Static Analysis further classified into two types
- Control flow
- Data Flow
Technical Reviews: Technical reviews usually performed by Peers who has the good technical knowledge and who focus on the content of the document.
Inspections: This is the most formal review type. It is conducted by trained moderators. During the inspection, Prepared documents are well checked and review comments are well documented. The defects found are documented in a logging list or issue log system.
Dynamic Test Design Techniques
Statement Coverage: In this Technique, test cases are designed to execute each statement at least once. Statement coverage metric reports what percentage of statements are executed at least once through the test cases.
Decision: It is also called Branch coverage. In this technique, test cases are designed to exercise all the decisions or branches of the code such that each condition in a decision evaluates to all possible outcomes at least once and each decision evaluates to all possible outcomes at least once. It typically covers all switch case statements and error or exception handling code.
Condition/Multiple conditions: In this techniques, program code has single or multiple conditions which get executed as per the workflow of an application. condition coverage measures the sub-expressions independent of each other while multiple condition coverage reports whether every possible combination of Boolean sub-expressions is exercised by the test cases or not.
Error Guessing: error guessing is a test method in which test cases used to find bugs in programs are established based on experience in prior testing. The scope of test cases usually relies on the software tester involved, who uses past experience and intuition to determine what situations commonly cause software failure, or may cause errors to appear. Typical errors include divide by zero, null pointers, or invalid parameters.
Exploratory Testing: Exploratory testing means to test the application while learning or exploring. the tester may not have much knowledge of the application but on the prior experience, the tester can evaluate and test the application. nowadays ET(exploratory testing) becomes more famous.
Equivalence Partitioning: Equivalence Class Partitioning is a black box testing method that divides the input domain of a program into classes of data from which test cases can be derived. It defines a test case that uncovers classes of errors and therefore the total number of gets reduced. now more about it here
Boundary Value Analysis: Boundary Value Analysis is a test design technique which does a selection of test case that exercises bounding values. Boundary Value Analysis is a complement to Equivalence Class Partitioning (ECP). BVA selects test cases at boundary/edge of an equivalence class. now more about it here
State Transition: Any application or feature in an application where you get a different output for the same input, depending on what has happened before, is a finite state system. a simple example will be ATM, depending on your correct, incorrect pin, you will get the different screen but your input has remained same i.e. PIN where it is correct or incorrect.
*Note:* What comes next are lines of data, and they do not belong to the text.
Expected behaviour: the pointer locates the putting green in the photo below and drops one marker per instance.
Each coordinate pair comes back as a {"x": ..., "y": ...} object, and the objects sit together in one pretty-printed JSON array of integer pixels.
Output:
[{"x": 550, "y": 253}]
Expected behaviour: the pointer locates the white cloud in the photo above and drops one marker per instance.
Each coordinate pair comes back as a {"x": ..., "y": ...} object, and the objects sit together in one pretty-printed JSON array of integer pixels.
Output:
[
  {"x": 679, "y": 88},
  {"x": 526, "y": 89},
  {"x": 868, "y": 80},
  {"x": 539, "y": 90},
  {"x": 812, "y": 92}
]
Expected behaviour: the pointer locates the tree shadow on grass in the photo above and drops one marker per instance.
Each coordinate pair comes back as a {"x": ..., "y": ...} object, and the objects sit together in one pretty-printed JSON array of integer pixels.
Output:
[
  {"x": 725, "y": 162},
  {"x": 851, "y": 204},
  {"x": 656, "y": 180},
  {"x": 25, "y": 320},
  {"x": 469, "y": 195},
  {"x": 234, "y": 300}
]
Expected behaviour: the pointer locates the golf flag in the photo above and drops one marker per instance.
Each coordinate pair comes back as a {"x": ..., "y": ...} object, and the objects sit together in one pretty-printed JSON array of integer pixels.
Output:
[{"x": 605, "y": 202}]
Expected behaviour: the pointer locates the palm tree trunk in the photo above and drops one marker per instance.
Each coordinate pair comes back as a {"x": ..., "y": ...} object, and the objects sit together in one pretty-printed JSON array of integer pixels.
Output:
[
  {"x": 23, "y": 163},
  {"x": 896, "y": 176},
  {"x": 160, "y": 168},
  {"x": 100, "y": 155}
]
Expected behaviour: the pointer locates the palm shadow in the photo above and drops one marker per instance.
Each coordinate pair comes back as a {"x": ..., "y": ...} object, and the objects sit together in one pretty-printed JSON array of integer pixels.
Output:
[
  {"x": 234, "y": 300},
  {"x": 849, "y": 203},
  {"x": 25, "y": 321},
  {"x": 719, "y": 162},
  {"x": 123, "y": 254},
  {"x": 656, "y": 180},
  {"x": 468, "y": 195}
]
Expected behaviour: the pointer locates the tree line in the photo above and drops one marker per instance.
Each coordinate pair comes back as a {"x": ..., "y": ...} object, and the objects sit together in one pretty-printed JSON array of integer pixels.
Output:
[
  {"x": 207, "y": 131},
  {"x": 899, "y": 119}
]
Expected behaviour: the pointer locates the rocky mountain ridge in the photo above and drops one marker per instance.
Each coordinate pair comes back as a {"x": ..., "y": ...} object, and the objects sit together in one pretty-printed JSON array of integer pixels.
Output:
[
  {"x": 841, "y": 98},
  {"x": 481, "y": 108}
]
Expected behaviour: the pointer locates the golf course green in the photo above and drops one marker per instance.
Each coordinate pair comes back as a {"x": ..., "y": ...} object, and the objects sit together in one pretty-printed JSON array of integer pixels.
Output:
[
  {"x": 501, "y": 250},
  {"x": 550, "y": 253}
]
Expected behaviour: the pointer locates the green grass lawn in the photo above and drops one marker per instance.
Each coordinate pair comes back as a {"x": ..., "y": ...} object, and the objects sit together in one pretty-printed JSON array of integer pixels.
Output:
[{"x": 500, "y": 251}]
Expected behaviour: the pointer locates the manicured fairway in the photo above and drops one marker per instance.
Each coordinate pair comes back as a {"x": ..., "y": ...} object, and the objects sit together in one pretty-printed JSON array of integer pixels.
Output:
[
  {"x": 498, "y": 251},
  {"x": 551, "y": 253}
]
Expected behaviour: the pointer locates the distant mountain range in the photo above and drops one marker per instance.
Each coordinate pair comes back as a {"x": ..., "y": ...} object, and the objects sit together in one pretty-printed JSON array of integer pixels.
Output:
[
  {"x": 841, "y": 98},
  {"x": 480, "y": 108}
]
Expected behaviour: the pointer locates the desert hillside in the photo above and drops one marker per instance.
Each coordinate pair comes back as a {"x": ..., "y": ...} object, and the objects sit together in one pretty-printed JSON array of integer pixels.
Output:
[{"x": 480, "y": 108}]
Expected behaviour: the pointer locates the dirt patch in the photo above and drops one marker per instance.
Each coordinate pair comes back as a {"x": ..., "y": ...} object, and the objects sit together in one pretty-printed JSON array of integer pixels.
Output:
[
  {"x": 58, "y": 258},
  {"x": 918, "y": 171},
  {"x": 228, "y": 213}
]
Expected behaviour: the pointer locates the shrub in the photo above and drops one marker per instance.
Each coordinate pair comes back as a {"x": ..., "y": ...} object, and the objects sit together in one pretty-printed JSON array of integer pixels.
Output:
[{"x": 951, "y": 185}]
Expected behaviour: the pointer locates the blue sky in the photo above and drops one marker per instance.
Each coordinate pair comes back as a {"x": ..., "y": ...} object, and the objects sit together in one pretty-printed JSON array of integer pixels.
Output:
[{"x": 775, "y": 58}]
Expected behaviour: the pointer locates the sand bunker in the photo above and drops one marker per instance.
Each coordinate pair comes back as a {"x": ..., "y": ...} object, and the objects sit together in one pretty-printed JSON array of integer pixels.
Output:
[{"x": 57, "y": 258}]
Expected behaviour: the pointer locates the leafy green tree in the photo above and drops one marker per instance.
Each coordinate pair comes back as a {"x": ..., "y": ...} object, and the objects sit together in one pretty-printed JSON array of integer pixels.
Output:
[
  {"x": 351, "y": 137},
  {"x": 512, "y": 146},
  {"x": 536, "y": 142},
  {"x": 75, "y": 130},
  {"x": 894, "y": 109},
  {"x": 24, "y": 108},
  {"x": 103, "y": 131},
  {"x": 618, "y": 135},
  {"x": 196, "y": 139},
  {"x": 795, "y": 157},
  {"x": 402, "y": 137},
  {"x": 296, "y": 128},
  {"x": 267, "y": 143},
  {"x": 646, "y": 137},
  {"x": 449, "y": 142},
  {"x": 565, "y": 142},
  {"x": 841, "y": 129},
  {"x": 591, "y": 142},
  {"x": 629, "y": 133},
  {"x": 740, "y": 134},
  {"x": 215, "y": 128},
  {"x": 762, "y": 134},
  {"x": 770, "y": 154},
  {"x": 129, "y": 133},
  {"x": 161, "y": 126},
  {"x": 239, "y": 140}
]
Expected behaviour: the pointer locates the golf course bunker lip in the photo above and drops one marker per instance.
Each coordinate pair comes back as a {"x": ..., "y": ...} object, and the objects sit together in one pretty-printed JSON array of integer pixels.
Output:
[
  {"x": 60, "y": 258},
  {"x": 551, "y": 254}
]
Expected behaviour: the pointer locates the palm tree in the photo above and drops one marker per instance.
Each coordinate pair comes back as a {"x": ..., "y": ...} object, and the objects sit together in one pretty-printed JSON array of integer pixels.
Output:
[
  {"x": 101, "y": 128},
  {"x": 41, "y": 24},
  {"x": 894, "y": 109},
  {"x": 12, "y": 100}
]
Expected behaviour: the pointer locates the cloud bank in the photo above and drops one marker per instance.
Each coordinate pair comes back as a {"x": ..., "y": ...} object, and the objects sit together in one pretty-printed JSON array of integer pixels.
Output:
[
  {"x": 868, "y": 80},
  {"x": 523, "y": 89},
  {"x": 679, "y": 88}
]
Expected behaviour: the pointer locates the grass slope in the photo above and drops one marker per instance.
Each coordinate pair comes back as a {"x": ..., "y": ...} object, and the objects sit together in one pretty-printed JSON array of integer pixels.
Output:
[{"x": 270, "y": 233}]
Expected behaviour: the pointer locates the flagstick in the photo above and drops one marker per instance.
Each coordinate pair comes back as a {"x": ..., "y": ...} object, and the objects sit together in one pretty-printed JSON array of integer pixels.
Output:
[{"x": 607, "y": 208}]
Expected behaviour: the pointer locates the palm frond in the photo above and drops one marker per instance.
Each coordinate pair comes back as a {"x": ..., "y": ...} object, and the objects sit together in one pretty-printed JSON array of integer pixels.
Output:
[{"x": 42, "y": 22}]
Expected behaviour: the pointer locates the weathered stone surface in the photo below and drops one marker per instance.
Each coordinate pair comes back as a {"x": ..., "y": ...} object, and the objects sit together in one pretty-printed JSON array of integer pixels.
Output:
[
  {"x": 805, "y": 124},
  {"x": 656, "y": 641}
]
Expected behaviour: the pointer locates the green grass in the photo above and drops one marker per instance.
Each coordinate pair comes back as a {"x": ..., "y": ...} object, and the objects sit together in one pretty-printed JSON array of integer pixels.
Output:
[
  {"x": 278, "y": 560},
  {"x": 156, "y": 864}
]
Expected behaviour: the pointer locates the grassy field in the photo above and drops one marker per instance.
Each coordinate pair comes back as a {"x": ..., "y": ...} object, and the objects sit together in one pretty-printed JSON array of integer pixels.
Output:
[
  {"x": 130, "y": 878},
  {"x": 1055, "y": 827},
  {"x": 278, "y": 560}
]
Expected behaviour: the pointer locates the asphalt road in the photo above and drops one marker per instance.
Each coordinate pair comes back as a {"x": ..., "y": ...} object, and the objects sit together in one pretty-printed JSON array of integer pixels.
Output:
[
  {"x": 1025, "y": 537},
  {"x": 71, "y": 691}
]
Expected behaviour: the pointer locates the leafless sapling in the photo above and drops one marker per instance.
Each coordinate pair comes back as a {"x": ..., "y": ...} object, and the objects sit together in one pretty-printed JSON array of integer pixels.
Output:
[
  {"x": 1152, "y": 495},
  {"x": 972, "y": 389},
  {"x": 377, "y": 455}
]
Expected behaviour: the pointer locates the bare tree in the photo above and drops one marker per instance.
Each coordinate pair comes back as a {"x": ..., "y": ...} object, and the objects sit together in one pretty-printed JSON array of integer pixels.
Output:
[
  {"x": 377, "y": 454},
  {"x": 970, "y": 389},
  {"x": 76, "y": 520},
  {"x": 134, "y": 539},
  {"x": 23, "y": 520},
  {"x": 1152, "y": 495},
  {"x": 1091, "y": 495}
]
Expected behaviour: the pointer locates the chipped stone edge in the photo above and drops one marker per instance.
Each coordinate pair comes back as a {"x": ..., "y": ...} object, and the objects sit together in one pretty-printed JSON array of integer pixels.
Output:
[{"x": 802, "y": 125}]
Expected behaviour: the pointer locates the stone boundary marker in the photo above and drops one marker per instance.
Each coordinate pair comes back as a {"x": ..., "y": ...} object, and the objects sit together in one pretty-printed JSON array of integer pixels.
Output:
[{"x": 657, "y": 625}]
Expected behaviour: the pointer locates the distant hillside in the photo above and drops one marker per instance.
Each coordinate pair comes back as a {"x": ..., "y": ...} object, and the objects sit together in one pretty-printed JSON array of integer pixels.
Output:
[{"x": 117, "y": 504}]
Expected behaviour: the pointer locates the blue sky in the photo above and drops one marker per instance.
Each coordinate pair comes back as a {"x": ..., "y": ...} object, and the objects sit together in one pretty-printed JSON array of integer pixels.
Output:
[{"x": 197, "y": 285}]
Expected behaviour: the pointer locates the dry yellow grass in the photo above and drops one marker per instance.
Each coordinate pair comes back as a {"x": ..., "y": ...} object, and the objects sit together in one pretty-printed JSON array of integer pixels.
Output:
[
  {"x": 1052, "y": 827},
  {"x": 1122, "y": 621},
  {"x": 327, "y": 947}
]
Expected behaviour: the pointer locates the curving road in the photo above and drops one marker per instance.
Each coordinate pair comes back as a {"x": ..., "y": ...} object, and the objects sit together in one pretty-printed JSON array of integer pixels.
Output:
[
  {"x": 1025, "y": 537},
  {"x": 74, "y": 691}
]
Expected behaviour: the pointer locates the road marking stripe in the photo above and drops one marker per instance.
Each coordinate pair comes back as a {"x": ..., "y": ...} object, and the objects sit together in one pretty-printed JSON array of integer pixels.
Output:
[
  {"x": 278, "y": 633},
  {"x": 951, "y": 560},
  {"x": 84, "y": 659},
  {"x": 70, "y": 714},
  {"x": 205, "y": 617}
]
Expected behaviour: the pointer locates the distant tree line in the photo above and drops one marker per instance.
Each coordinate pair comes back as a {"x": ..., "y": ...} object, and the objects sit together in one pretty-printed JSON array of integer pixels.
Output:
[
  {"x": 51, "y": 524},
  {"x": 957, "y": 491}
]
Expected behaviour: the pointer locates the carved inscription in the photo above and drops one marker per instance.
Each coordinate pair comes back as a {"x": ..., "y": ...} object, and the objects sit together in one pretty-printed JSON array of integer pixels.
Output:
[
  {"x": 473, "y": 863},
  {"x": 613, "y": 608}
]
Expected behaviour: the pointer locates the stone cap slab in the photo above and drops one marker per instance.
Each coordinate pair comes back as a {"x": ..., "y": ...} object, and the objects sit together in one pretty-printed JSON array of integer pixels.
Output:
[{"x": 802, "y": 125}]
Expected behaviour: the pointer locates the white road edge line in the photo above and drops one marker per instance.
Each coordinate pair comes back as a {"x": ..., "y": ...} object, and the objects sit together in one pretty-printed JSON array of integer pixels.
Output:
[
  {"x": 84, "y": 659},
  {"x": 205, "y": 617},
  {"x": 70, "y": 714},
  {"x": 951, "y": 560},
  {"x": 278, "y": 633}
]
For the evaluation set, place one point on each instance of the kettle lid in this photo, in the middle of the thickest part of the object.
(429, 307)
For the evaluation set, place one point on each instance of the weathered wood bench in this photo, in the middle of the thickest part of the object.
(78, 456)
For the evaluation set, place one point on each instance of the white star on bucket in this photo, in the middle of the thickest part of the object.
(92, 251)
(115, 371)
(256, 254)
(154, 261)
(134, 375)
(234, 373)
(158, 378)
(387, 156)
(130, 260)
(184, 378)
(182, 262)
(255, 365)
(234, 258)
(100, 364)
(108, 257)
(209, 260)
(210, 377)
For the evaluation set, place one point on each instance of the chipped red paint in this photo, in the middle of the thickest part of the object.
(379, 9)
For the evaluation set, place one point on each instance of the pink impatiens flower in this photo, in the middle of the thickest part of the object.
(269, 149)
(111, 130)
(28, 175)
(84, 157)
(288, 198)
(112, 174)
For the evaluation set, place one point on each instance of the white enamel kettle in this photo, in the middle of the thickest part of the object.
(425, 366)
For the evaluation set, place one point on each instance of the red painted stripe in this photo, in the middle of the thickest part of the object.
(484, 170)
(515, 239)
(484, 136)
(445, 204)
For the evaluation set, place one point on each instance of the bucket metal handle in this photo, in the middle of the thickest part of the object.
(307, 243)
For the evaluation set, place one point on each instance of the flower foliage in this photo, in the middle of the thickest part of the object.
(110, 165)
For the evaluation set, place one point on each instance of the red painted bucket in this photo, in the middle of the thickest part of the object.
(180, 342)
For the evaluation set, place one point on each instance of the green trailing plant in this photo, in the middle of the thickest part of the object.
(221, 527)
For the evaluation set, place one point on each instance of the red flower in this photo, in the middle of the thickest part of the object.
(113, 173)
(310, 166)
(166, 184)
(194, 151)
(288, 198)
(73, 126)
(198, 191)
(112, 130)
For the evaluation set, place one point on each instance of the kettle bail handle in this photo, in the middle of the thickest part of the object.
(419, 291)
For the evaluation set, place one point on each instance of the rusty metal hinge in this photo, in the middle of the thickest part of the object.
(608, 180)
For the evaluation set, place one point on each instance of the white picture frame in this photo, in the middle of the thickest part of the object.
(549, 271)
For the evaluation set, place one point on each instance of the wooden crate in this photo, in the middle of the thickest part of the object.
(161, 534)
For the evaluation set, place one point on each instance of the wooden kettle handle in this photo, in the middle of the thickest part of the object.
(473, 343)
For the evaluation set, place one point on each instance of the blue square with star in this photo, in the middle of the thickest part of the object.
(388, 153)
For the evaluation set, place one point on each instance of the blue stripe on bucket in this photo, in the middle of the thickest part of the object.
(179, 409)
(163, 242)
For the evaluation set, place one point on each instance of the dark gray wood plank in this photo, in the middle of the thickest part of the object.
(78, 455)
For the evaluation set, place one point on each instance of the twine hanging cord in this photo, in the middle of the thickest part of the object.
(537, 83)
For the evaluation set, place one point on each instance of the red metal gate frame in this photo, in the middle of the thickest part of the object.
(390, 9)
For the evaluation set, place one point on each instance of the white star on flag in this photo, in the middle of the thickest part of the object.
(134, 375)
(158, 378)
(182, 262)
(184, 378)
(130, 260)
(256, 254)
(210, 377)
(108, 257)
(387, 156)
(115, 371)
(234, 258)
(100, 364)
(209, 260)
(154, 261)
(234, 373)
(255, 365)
Decision Tables: Decision table based test case design is very effective in addressing functional testing in requirements-based testing. In this technique, the number of test cases reduces drastically. In order to write these test cases, we need unambiguous and complete functional description along with conditions in the form of the decision table. If functional specification in the form of decision tables does not exist for a given requirements specification, then we need to develop the decision table.
Use Case Testing: This nothing but the business workflow where test cases are based on a real-world scenario.